A saw as claimed in claim 1 or 2, in which the bearing plate further comprises an arcuate rack whose centre is said first axis and a pinion engages said rack and rotates through said engagement on pivoting of the pivot member with respect to the pivot block, a dial being operatively connected to said pinion to indicate the angle of pivot of said pivot member to said pivot block.
A saw as claimed in any preceding claim, in which said plate is fixed to the pivot block.
A saw as claimed in claims 3 and 4, in which said pinion is journalled in said pivot member.
A saw as claimed in any preceding claim, in which clamping means are provided to clamp said pivot block and pivot member together in a desired position.
A saw as claimed in claim 6, in which said clamping means comprises a pin received in one of said pivot member and pivot block passing through an arcuate slot in the other of said pivot member and pivot block.
A saw as claimed in claim 7 when dependent on claim 3, in which said pin is received in the pivot member and serves as the journal for said pinion, said arcuate slot being formed in the pivot block.

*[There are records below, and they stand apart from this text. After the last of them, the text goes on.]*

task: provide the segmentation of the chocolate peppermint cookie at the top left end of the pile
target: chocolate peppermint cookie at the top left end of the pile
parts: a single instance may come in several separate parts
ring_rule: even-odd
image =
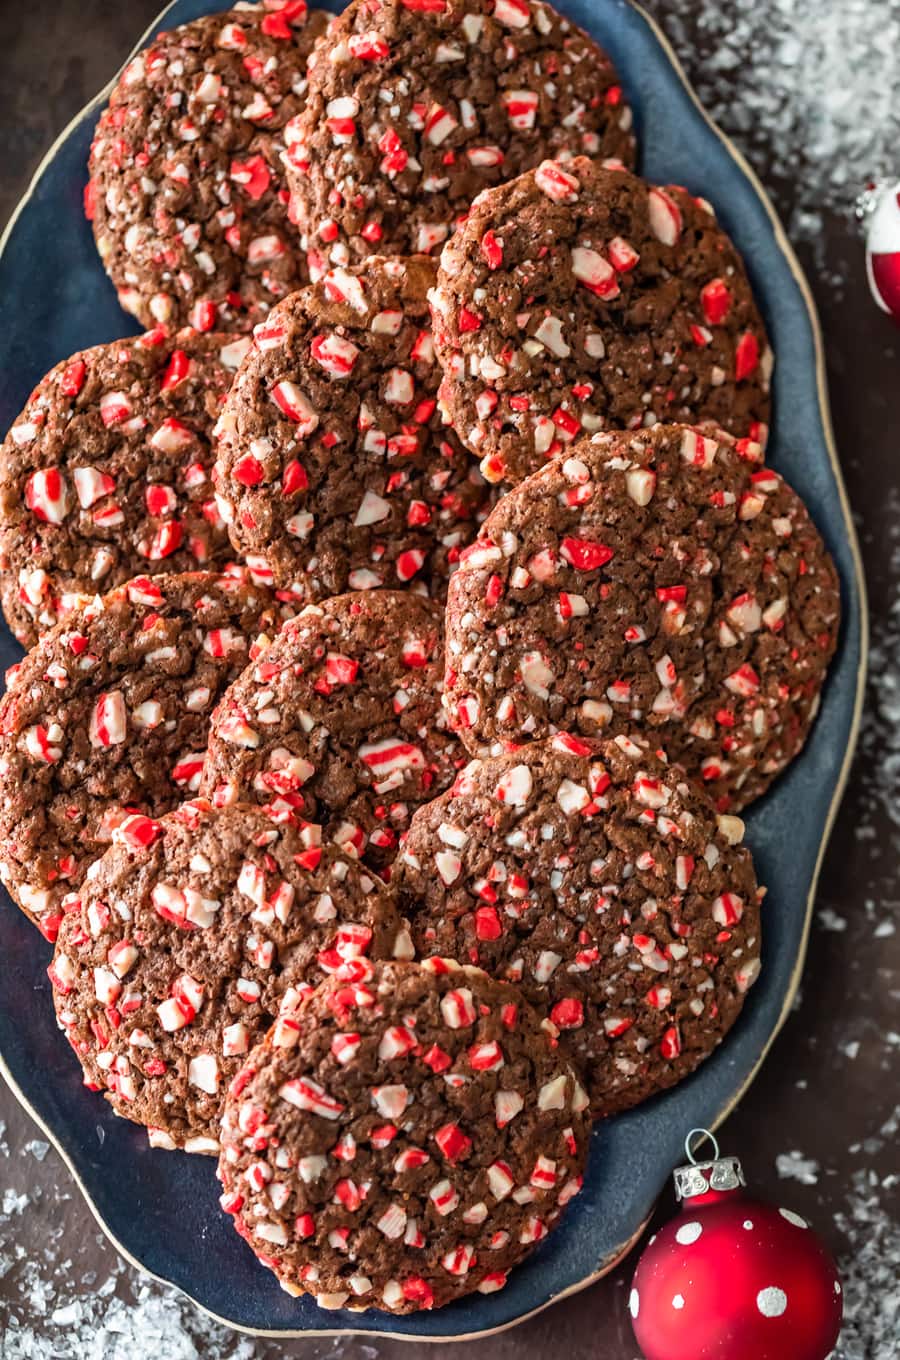
[[[122,71],[84,211],[143,325],[249,329],[306,282],[281,160],[328,19],[305,0],[235,5],[158,34]]]

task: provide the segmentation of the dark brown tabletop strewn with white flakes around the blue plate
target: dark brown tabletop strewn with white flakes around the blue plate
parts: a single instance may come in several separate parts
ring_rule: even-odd
[[[839,1360],[900,1356],[900,332],[869,299],[852,199],[900,174],[900,0],[658,0],[722,128],[769,188],[808,269],[873,616],[861,749],[823,870],[802,994],[721,1132],[755,1191],[810,1219],[842,1261]],[[0,0],[0,220],[39,156],[106,83],[158,0]],[[798,816],[802,809],[798,809]],[[27,1021],[26,1021],[27,1023]],[[661,1216],[672,1210],[666,1198]],[[446,1360],[636,1360],[634,1259]],[[118,1261],[65,1168],[0,1087],[0,1356],[60,1360],[420,1360],[401,1342],[284,1346],[209,1323]]]

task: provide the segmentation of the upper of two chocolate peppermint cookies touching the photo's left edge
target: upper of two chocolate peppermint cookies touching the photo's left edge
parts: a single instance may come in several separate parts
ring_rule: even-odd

A saw as claimed in any preceding claim, in which index notches are formed on the periphery of said plate and a pawl member is disposed on one of the pivot member and pivot block to engage said notches in different selected pivot positions of the pivot member with respect to the pivot block so as to locate said pivot member and pivot block in one of said positions.
A saw as claimed in any preceding claim, in which said pivot member has a projection received in a groove in said table, the projection and groove having part substantially cylindrical engaging pivot surfaces whose axes coincide with said first axis.
A saw as claimed in claim 10 when dependent on claim 4, in which said projection has a second opposing part substantially cylindrical pivot surface, centred on said first axis, which bears against a corresponding surface of said plate.